One of the most compelling things about the show, for me, is that it so consciously transgresses racial boundaries. The idea of a Korean-American tackling a show like this is an impressive sign of how willing Lee is to take risks. Racial or ethnic experience is typically treated like something that's owned and exclusive—essentially, that you have to be, say, black in order to represent the African-American experience. There's both a good reason to think that way, while at the same time, the complete exclusivity of experience tends to reinforce the idea that we, as a society, can't talk about certain things. And on the count, The Shipment cuts both ways, challenging both the white (or perhaps better, "non-black") audience's racial biases while at the same pushing the buttons of black audience members.
"I had a co-worker who was very offended" by the show, Jennings told me. "This woman, she is very educated, ambitious, she has three sons she's raising...in her own words, she's a very strong black woman, and represents herself as such. And she was very excited to come and see the show, and after she saw the show, she sort of approached my desk, and said...well, there was a line in the text that she cited specifically...It's when the stand-up comedian says at one point that he used to run on railroad tracks. That line always sticks in my side...It just makes me feel uncomfortable. And she's like, 'I don't like that.' And I said, 'Okay, well let's talk about it. What don't you like?' And she's like, 'Well, a lot of young African-American men engage in high risk behavior because they feel unwanted, so I didn't think that was okay.'"
"That line wasn't in there as an accident," Jennings stated. "And she was sort of like, 'Well, I don't like it.' And the feeling that I got from her as she pulled apart the show for me at my desk was that, I think what she didn't like was that Young Jean wasn't black. I think the show struck a lot of really important points for her, but what she didn't like was that anyone else had anything to do with it. It was too exposing for her. It was like taking your family business outside; you don't talk about stuff outside the house."
"The vast majority of black people that comes to the show really enjoys it, because we're expressing some things intelligently that they wish they would have or could have expressed at some point in their lives," Onayemi added. "But because of the fact that the theatre-going public is predominately white, no matter where you go, black people on the whole have more conservative notions of what theatre is. And so, whereas with the white audience, we push their perceptions of race, in many cases—like this issue with this co-worker—what that gets at is that with many black audience members, we push their perceptions of what theatre, performance, art is."

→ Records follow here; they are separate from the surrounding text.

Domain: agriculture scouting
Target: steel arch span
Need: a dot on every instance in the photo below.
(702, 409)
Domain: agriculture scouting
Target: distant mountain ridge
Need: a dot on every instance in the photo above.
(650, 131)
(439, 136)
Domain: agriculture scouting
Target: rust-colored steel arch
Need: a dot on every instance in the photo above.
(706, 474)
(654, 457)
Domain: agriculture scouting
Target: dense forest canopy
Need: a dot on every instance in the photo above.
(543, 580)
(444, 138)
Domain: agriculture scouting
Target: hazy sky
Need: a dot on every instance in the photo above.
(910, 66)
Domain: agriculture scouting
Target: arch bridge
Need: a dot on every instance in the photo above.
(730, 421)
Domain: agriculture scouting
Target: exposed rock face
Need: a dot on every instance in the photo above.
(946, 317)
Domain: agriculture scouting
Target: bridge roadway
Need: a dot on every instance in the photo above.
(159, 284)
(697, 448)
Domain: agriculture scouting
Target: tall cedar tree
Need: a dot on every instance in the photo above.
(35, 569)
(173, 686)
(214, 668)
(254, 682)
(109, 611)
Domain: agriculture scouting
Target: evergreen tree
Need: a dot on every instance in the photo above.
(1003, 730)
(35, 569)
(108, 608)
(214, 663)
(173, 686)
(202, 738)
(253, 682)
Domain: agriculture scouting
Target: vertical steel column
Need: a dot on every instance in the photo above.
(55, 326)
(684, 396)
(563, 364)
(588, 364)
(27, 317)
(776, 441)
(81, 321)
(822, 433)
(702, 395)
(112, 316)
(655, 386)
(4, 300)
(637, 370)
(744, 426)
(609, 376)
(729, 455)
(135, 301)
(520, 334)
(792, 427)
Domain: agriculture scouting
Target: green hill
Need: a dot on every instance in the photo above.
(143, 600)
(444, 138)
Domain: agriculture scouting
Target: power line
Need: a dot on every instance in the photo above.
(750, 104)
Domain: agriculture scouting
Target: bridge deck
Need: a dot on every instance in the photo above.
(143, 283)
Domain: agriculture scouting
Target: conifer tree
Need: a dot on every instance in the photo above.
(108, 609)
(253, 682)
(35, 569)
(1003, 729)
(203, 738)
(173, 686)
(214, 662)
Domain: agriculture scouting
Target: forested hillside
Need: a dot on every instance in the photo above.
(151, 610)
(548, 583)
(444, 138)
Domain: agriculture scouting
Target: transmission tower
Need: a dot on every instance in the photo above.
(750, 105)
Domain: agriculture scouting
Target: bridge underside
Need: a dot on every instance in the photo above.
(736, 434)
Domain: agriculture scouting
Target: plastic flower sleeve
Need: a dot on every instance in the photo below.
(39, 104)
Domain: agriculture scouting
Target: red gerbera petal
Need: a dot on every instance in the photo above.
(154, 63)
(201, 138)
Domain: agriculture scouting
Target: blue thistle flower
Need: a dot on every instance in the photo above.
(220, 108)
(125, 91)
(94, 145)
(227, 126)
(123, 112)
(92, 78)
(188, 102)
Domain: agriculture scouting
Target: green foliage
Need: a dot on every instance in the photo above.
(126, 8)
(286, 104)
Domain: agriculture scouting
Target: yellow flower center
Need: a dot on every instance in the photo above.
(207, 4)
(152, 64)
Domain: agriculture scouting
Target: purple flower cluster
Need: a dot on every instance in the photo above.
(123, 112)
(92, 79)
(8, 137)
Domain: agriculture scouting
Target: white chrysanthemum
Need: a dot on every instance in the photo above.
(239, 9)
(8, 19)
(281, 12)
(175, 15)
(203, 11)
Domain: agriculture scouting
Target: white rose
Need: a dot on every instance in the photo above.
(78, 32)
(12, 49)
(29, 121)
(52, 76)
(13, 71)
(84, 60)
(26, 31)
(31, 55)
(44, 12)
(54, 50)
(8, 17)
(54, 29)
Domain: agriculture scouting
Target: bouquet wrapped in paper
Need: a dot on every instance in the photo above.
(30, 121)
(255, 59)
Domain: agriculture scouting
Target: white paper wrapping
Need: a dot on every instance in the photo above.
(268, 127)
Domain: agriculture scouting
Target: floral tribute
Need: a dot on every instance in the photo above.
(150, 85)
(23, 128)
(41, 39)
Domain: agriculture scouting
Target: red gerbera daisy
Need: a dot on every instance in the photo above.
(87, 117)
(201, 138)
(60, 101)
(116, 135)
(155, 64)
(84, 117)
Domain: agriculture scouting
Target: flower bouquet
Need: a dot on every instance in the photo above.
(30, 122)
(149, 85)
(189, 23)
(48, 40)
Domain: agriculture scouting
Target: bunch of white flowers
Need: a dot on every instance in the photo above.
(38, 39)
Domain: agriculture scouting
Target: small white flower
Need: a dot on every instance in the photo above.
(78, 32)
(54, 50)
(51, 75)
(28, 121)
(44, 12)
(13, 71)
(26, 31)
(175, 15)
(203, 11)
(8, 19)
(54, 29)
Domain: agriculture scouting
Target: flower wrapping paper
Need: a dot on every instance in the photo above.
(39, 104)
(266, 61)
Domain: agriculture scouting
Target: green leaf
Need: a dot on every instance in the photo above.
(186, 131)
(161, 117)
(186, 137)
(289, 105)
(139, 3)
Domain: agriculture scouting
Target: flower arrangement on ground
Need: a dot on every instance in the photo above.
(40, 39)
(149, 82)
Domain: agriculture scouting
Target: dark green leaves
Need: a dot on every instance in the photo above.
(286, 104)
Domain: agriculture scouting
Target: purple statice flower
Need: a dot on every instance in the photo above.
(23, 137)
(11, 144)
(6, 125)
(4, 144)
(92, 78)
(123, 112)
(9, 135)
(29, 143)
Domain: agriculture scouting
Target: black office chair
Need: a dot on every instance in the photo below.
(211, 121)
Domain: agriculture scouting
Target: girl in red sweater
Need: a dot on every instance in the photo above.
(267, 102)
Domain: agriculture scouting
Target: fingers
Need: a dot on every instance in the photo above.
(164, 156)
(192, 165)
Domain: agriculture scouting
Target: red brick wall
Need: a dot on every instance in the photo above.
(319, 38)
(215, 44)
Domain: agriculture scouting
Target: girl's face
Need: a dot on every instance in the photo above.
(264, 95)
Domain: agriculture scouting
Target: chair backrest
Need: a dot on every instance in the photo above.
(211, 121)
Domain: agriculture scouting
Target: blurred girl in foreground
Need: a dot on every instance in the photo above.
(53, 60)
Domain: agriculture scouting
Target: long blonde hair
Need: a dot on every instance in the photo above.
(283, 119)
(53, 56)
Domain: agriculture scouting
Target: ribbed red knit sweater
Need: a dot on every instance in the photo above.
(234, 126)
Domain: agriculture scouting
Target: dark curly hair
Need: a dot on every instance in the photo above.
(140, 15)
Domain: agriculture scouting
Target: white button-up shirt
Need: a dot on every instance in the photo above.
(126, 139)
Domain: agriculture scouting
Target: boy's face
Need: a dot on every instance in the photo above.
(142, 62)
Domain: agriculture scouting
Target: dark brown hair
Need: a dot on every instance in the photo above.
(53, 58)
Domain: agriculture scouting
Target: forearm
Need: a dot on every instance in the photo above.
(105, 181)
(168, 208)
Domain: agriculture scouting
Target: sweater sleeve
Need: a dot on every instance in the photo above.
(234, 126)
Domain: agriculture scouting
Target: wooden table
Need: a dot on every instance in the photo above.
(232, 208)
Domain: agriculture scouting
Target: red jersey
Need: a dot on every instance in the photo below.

And that desire not to talk is, of course, the real barrier that needs to be broken down. As Onayemi suggested towards the end of our interview, the idea that more "education" will solve our problems is a dodge. Education is good, of course, but August Wilson educates. What we need to do more of is to talk, to break down the wall of silence that determines what is and is not okay to express about race, and The Shipment is almost precision engineered to force that on the audience by causing them to acknowledge their own assumptions, which is deeply uncomfortable. But as Onayemi summed it up: "Nothing bad will come from people trying to understand one another better."